Bob Newton

No. 78, 67, 74, 79
- Position: Guard

Personal information
- Born: August 16, 1949 (age 76) Pomona, California, U.S.
- Listed height: 6 ft 5 in (1.96 m)
- Listed weight: 260 lb (118 kg)

Career information
- High school: John Glenn (Norwalk, California)
- College: Cerritos College; Nebraska;
- NFL draft: 1971: 3rd round, 71st overall pick

Career history
- Chicago Bears (1971–1975); Seattle Seahawks (1976–1981); Chicago Blitz (1983);

Awards and highlights
- National champion (1970); Consensus All-American (1970); First-team All-Big Eight (1970);
- Stats at Pro Football Reference

= Bob Newton (American football) =

American football player

Robert Lee Newton (born August 16, 1949) is an American former professional football player who was a guard in the National Football League (NFL) from 1971 to 1981.

==Early life==
Newton was voted most improved player his junior year and "most valuable lineman" and All-League defensive tackle his senior year at John Glenn High School. He then played for two seasons (1967–68) at Cerritos College and won named 2nd Team All-Conference and earned the team's Most Outstanding Offensive Lineman.

== College career ==
At Nebraska

Coach Bob Devaney labeled Newton as a lineman “who definitely should be considered as an All-American” and Bob delivered in 1970. Newton stepped in as a transfer star in 1969 and earned consensus All-America and unanimous All-Big Eight honors in 1970. Set Big Eight record by being nominated four times for Lineman-of-the-Week laurels.

In his junior year, Newton paved the way for sophomore Jeff Kinney to explode onto the scene. Kinney rushed for a team-high 619 yards and 10 touchdowns. On the year the Huskers rushed for 2,312 yards and 22 touchdowns.

Newton’s senior year he started on an offensive line that guided the Huskers to their first national championship. In the title game, the Huskers rushed for 132 yards and had 293 yards of total offense. On the season, Nebraska rushed for 3,012 yards which was 700 more yards than the previous year. The Husker line paved the way for four 300-yard rushers and two rushers that went over 600 yards on the year (Kinney – 699 yards and Joe Orduna – 915 yards). The Huskers were second in the conference in total yards with 421.3 yards per game, only 1.6 yards per game behind leader Colorado.

·         1971 Senior Bowl, Coaches All American game, 1971 College All Star Game

·         1970 First-Team All-American (AP, Coaches-Kodak, FWAA-Look, Football News, Central Press Captains)

·         1970 Second-Team All-American (NEA, UPI)

·         1970 First-Team All-Big 8 (AP, UPI)

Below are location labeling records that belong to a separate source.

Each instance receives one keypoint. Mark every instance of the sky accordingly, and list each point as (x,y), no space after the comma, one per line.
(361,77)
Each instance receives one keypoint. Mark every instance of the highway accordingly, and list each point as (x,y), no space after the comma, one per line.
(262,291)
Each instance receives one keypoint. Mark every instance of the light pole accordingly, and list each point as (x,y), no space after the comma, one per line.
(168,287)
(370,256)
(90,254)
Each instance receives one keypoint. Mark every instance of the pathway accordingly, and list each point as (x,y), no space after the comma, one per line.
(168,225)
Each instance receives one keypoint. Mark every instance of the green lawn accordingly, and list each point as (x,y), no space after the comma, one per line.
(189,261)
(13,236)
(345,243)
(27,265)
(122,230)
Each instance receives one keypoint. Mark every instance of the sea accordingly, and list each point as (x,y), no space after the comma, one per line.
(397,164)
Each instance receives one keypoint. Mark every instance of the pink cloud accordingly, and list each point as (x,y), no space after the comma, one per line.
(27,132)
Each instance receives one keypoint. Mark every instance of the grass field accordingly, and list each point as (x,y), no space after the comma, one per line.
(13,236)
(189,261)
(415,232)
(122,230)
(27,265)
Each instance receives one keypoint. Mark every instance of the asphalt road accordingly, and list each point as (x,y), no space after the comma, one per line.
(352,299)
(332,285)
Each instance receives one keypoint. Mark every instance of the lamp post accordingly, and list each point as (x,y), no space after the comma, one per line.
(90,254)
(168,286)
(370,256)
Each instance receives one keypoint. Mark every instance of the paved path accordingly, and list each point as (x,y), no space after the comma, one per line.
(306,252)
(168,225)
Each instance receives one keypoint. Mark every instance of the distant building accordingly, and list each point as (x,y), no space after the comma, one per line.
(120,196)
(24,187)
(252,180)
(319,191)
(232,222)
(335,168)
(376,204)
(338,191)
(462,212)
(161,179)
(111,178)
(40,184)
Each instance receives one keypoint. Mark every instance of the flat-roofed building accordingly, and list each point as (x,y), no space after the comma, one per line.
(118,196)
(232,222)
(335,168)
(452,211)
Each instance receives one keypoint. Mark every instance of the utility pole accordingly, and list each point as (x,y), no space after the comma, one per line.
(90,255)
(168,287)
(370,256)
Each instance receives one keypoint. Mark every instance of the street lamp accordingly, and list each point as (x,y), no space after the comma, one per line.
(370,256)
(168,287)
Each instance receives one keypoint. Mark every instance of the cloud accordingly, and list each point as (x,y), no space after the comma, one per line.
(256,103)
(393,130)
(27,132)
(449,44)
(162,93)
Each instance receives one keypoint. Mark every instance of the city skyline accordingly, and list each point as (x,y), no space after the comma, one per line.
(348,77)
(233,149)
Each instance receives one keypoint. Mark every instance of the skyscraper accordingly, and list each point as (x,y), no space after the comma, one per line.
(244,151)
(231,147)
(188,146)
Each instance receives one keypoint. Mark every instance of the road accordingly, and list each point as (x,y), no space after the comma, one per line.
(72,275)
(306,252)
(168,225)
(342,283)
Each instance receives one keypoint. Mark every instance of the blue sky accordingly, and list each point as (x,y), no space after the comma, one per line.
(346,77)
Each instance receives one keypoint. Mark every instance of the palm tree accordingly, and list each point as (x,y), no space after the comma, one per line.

·         1970 Nebraska Lineman-of-the-Week (Wake Forest, Minnesota, Kansas, Oklahoma State)

==Professional career==
Newton played for the Chicago Bears from 1971 to 1975 and with Pro Football Hall of Fame players Dick Butkus, Gale Sayers and Walter Payton. He played for the Seattle Seahawks from 1976 to 1981 with Hall of Famer Steve Largent. Newton was on the 1976 Seattle Seahawks expansion team that got the franchise started. He was a third round draft selection of the Chicago Bears in the 197 NFL Draft. He was moved from offensive tackle to guard his rookie year. He was named 1980 Seahawks Lineman of the Year. In 1983, Newton had brief playing experiences with the Boston Breakers and Chicago Blitz of the USFL, but his chemical dependency illness forced him to leave both teams.

==Post-football career==
In July 1983, Newton entered Valley General Hospital treatment center in Monroe, Washington for chemical dependency. After treatment he went back to the University of Nebraska to finish his education and in 1986, he began working in the chemical dependency field. He received his master's degree from Capella University in 2005. He has over 30 years experience as a counselor, educator, administrator and professional speaker. Newton previously worked for the Betty Ford center for many years as lead counselor and director. He also served as lead relapse prevention facilitator for the Young Adult Track at the Betty Ford Center.

Today, Bob works as an independent consultant. He provides counseling and administrative services in communities struggling with substance abuse.

"I work with patients in privates clinics and outpatient settings ... We have a real problem with substance use disorders and addictive drugs in our society ... helping patients get well can be very rewarding."